Met toestemming van den consulent en den vollen kerkeraad was aan een der ouderlingen van de Nederlandsch Hervormde Kerk, H. Poort, opgedragen geregeld oefening te houden. Dat hield men—zooals in een der actestukken daarop betrekkelijk, vermeld staat,—voor „een veelbeduidend middel om de zaak der scheiding te stremmen, gelijk dan ook met de daad bewezen is.”
Gerrit Beukman ging dien morgen daarheen; hij hoorde dien ouderling met genoegen.
Toen hij de kom van het dorp bereikte, vond hij alles in rep en roer. Zooeven waren vier en twintig rijdende artilleristen het stille dorp komen binnendraven en hadden post gevat voor de woning van Jan Heining, waar de Afgescheidenen zouden samenkomen. Vloekend, tierend en de blanke sabels zwaaiend, reden ze heen en weer om de menigte uiteen te jagen, die ze door hun gedrag zelf hadden doen samenstroomen. Evenwel kon ieder, die er zijn wilde, ongehinderd tot aan de belegerde woning doorloopen. Maar daar waren vier man op wacht gesteld door den luitenant, die vooraf in het huis opgave geëischt had van het aantal huisgenooten. Die waren man, vrouw, drie kinderen, een knecht en twee meiden; dus acht personen.
„Behalve je zoogenoemde dominee, hè?” riep de luitenant.
„Mijnheer,” zei de boer, „er is vanmorgen geen preek, we komen alleen onderling samen.”
„Weet goed wat je zegt!
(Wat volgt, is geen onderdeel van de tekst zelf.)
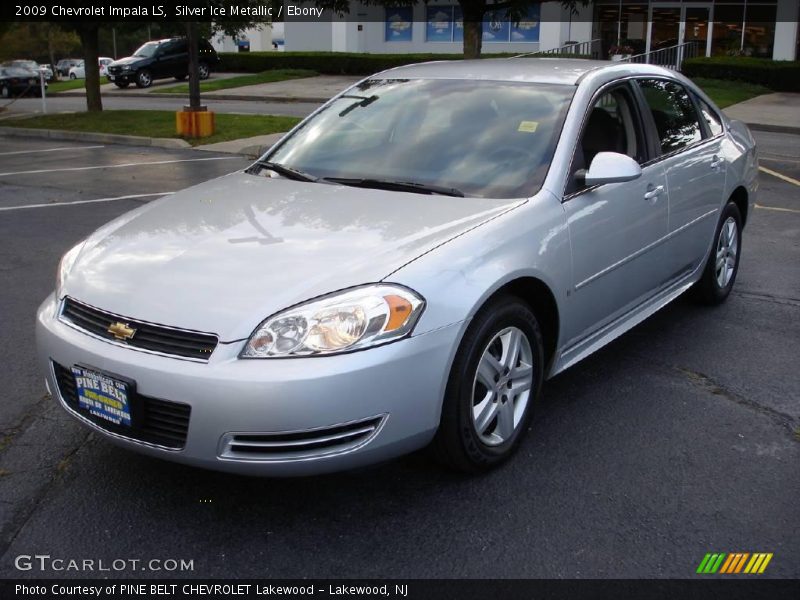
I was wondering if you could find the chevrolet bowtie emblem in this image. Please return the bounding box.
[106,322,136,340]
Wee je gebeente als je me voorliegt en ik den kerel naderhand toch vind!”
De oude Heining beantwoordde deze beleediging alleen met waardig zwijgen.
„Jongens,” schreeuwde de officier, naar buiten tredend tot de soldaten; „er zijn er acht; je kunt dus nog elf van die psalmenbalkers binnenlaten; meer niet, hoor je!”
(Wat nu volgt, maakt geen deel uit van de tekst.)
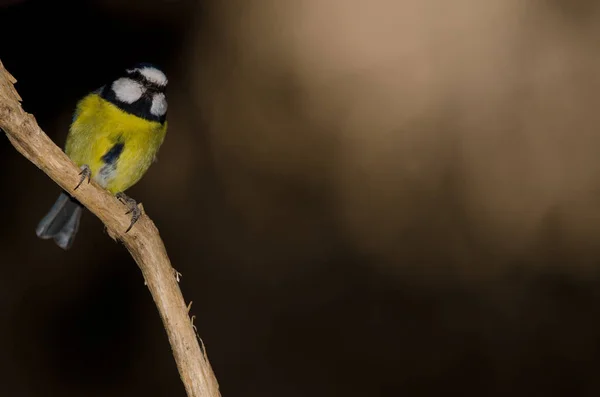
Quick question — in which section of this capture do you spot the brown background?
[0,0,600,397]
„Mijnheer!” waagde Heining te zeggen, „als ik het wel heb mogen er negentien menschen komen, en rekenen de bewoners van het huis niet mee.”
„Houd je bek! Er komen er zooveel en zoo weinig als ik wil! Elf, hoor jongens! Geen een fijne meer!”
Zoodra elf waren toegelaten, werden de overigen kort en ruw teruggewezen. Zonder verzet, zelfs niet door een enkel woord, onderwierp men zich aan dien willekeur.
Bedroefd en beschaamd ging Gerrit het kerkgebouw binnen. Hij hoorde dien morgen van den ouderling Poort een recht-stichtelijke oefening, maar hij had er niet veel aan. Zijn gedachten waren met heel andere dingen bezig. Hij moest wel denken aan al wat gebeurd was sedert zijn gesprek met Jannetje, dat den doorslag gegeven had om hem naar Bunschoten te doen verhuizen.
Voor de godsdienstoefening, welke den 26sten Juni door dominee Buddingh geleid was, had Niezen zijn huis afgestaan. Hij was daarvoor door de Rechtbank te Amersfoort met ƒ20.- beboet. Niezen was in hooger beroep gekomen, maar wachtte daarvan nog den uitslag. De oude Beukman had zijn zoon een paar weken geleden bezocht en hem verteld, dat te Loosdrecht eenige lanciers ingekwartierd waren geweest, doch uitsluitend bij Afgescheidenen, hetgeen tegen de wet was. Gelukkig had de overlast slechts één etmaal geduurd, het was meer bedoeld als proefje om schrik aan te jagen.
En nu... nu zat hij onder een prediking, waarvan hij niet anders zeggen kon dan dat hij de waarheid hoorde, maar waarvan hij wist, dat ze gehouden werd om de Afgescheidenen zooveel mogelijk in hun wettelijke vrijheid te belemmeren.
Onwillekeurig dacht Gerrit aan het woord van den apostel Paulus aan de Philippensen: „Genen verkondigen wel Christus uit twisting, niet zuiver, meenende aan mijne banden verdrukking toe te brengen; doch dezen uit liefde.” Maar hij kon en mocht er niet als Paulus bijvoegen: Wat dan? Nochtans wordt Christus op allerlei wijzen, hetzij onder een deksel, hetzij in der waarheid verkondigd, en daarin verblijd ik mij, ja, ik zal mij ook verblijden. Want zooals hij daar zat, was hij veel meer schuldig aan de „verkondiging uit twisting”. Zijn geweten zei hem, tegen alle redeneering en aangevoerde bijbelteksten in, dat hij niet op die plaats behoorde.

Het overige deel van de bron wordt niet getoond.